A remote Australian community has taken revenge on a massive saltwater crocodile by eating the 3.6-meter (11.8-foot) beast blamed for devouring pets and chasing children.

On Wednesday, police in the town of Bulla in Australia’s Northern Territory shot the crocodile after deeming it a “significant risk to the community.”

In a statement, Northern Territory Police said the predator “had been stalking and lunging out of the water at children and adults” and had “also reportedly taken multiple community dogs.”

In a waste-conscious move, the crocodile was “prepared for a feast in the traditional manner,” police said, but not before authorities took the opportunity to give local children an impromptu “crocodile safety session,” including an “up-close look at the dangers within our waterways.”

Speaking to public broadcaster ABC, Northern Territory Police Sergeant Andrew McBride said the animal was “cooked up into crocodile tail soup, he was on the barbecue, a few of the pieces were wrapped up in banana leaves and cooked underground.”

“It was a rather large traditional feast and there were a few full bellies,” Sergeant McBride said.

Both the saltwater and freshwater crocodile species are protected in Australia, where hunting the animals has been banned by federal law since 1971 – a time when poaching had driven them close to extinction.

Numbers have boomed in the decades since, with the Northern Territory now home to some 100,000 crocodiles, according to the local government.

Thousands more crocodiles are distributed across the north of neighbouring states Queensland and Western Australia.

“Any body of water in The Top End may contain large and potentially dangerous crocodiles,” said government wildlife specialist Kristen Hay, using a colloquial name for the Northern Territory.

The territory’s website notes that saltwater crocodiles can grow to six meters (20 feet), weigh up to a ton and “will eat just about anything.”

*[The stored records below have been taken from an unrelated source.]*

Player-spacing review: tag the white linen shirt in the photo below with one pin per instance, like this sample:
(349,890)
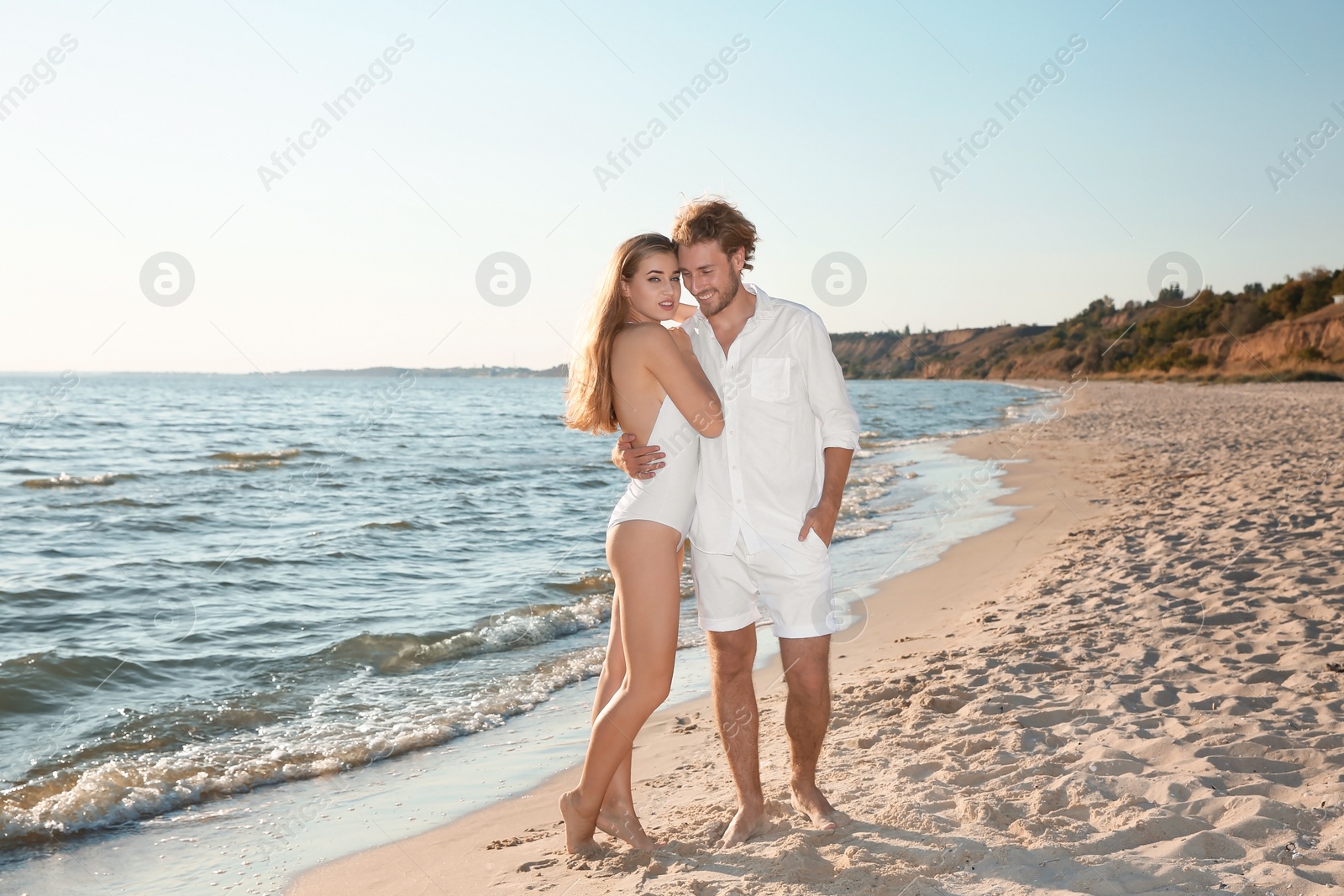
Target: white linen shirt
(784,402)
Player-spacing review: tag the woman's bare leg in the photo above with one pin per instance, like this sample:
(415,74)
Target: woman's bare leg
(618,817)
(643,558)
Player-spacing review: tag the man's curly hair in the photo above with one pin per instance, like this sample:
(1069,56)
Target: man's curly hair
(714,217)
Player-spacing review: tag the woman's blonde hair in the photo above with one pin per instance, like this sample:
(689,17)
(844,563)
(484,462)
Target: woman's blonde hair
(591,396)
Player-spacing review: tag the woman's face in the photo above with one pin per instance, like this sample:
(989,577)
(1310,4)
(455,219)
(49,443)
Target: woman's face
(656,288)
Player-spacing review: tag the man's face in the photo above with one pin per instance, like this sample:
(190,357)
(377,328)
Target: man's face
(712,275)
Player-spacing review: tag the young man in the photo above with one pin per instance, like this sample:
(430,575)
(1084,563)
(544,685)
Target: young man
(768,496)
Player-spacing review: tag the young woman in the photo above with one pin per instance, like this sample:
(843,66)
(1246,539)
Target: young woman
(638,376)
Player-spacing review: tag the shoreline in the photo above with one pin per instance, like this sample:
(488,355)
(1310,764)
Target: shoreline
(476,851)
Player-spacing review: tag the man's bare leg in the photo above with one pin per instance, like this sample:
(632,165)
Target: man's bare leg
(806,668)
(732,658)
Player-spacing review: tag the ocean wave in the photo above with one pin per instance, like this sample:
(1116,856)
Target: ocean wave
(281,454)
(127,789)
(508,631)
(249,461)
(73,481)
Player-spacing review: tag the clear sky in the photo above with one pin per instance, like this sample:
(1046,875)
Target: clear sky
(486,134)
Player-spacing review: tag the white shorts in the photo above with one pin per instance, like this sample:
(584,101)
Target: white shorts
(793,580)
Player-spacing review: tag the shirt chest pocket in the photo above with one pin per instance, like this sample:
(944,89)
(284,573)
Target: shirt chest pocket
(770,379)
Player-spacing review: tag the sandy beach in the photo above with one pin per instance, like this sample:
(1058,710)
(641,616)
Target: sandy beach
(1131,688)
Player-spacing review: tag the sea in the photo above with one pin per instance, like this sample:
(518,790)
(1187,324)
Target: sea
(253,622)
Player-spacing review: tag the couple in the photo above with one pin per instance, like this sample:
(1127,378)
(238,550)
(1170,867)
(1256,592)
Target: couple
(749,407)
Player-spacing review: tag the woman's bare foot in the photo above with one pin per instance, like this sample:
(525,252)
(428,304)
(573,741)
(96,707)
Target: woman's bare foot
(745,825)
(622,824)
(578,833)
(811,802)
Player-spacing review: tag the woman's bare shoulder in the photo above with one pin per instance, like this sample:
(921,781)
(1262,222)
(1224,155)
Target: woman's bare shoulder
(644,336)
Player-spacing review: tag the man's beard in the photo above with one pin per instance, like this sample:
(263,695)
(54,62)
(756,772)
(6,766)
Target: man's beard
(732,295)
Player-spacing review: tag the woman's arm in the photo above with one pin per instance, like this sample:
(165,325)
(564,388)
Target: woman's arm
(671,359)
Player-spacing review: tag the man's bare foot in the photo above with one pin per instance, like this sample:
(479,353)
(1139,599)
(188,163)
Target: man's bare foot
(622,824)
(812,804)
(578,835)
(745,825)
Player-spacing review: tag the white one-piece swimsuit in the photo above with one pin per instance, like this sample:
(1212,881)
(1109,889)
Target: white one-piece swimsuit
(669,496)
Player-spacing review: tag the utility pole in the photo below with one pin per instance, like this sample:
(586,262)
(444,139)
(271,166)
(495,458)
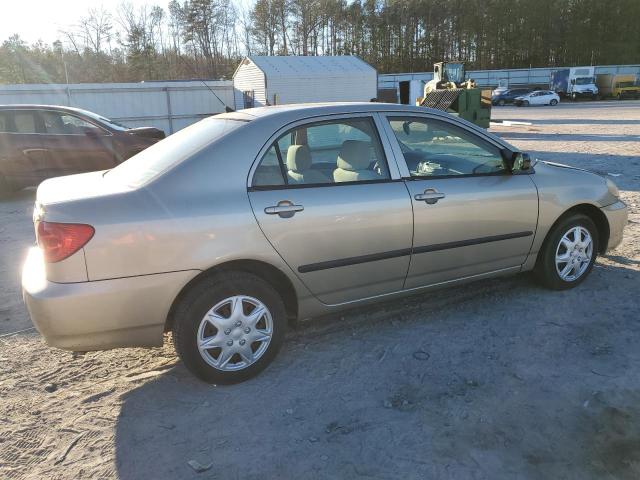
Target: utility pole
(66,76)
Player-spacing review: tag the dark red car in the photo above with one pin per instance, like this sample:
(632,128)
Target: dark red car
(43,141)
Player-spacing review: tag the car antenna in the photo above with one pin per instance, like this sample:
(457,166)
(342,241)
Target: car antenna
(227,108)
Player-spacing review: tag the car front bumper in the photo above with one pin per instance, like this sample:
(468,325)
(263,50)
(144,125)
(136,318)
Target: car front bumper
(99,315)
(617,215)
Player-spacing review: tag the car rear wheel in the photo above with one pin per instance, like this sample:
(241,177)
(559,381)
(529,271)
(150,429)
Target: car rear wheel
(229,327)
(568,253)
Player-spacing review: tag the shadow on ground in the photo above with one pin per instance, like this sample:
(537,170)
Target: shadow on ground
(499,379)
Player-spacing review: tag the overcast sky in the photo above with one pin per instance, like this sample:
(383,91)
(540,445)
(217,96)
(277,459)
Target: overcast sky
(44,19)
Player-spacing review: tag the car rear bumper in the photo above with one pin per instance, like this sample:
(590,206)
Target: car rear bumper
(99,315)
(617,216)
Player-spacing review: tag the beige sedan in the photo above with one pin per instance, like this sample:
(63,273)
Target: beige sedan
(228,230)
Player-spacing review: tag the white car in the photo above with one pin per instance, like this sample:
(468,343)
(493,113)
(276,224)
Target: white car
(538,97)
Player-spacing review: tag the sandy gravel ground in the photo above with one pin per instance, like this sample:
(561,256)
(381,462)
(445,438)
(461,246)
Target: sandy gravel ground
(501,379)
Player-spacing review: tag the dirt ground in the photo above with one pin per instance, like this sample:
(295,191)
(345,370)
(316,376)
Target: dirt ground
(500,379)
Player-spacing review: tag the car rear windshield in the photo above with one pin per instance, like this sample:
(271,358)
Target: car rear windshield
(162,156)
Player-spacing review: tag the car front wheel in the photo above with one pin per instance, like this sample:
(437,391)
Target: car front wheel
(568,254)
(229,327)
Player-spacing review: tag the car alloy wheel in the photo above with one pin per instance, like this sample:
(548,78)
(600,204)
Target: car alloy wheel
(568,252)
(229,326)
(235,333)
(574,254)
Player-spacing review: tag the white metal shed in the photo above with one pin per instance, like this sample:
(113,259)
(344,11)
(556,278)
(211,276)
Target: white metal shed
(260,80)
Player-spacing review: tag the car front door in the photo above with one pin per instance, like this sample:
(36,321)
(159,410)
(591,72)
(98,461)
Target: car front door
(75,145)
(328,197)
(471,215)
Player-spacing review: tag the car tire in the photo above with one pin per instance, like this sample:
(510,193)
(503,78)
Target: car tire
(557,248)
(213,298)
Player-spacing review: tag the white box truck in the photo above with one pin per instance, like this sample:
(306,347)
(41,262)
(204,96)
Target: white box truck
(575,82)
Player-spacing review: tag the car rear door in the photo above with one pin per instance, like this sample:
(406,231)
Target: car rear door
(75,145)
(471,216)
(345,232)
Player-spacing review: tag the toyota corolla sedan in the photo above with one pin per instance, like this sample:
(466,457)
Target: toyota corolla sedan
(231,228)
(539,97)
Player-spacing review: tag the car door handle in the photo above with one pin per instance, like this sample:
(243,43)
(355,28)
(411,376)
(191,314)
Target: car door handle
(285,209)
(430,196)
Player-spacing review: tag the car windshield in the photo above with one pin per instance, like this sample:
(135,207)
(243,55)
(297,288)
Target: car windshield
(99,118)
(160,157)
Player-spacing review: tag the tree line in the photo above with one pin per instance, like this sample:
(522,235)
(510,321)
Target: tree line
(207,38)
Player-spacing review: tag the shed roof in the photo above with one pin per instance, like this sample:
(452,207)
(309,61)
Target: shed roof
(305,66)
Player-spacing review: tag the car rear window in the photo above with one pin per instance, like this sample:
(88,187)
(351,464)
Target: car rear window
(162,156)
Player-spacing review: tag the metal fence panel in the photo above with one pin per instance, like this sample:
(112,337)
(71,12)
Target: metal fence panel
(166,105)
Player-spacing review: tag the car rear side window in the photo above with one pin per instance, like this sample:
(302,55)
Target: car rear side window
(340,151)
(59,123)
(25,122)
(164,155)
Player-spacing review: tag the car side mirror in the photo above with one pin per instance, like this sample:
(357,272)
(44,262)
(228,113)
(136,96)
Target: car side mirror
(516,161)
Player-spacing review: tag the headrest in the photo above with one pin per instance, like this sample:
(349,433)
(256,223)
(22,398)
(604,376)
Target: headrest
(298,158)
(354,155)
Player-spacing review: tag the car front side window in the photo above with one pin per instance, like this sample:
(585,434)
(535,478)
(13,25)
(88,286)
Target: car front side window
(323,153)
(433,148)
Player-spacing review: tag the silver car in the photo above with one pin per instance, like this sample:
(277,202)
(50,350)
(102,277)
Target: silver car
(228,230)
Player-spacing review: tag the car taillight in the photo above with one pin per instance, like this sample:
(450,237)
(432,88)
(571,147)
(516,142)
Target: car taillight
(61,240)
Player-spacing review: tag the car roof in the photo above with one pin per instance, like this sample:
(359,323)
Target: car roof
(33,106)
(305,110)
(284,114)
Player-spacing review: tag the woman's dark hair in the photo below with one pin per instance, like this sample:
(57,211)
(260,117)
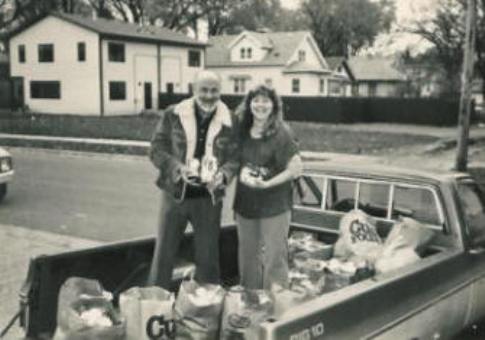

That means interactions between crocodiles and humans can be fatal, and park rangers across northern Australia remove hundreds of saltwater crocodiles from populated areas each year.

In April, a 16-year-old boy was killed by a crocodile in northern Queensland while attempting to swim to shore after his boat broke down. Last year, the remains of a 64-year-old fisherman were recovered from inside a crocodile, also in Queensland.

A nine-year-old boy was lucky to survive a crocodile attack in the Northern Territory’s Kakadu National Park in January, after being hospitalized with “puncture wounds.”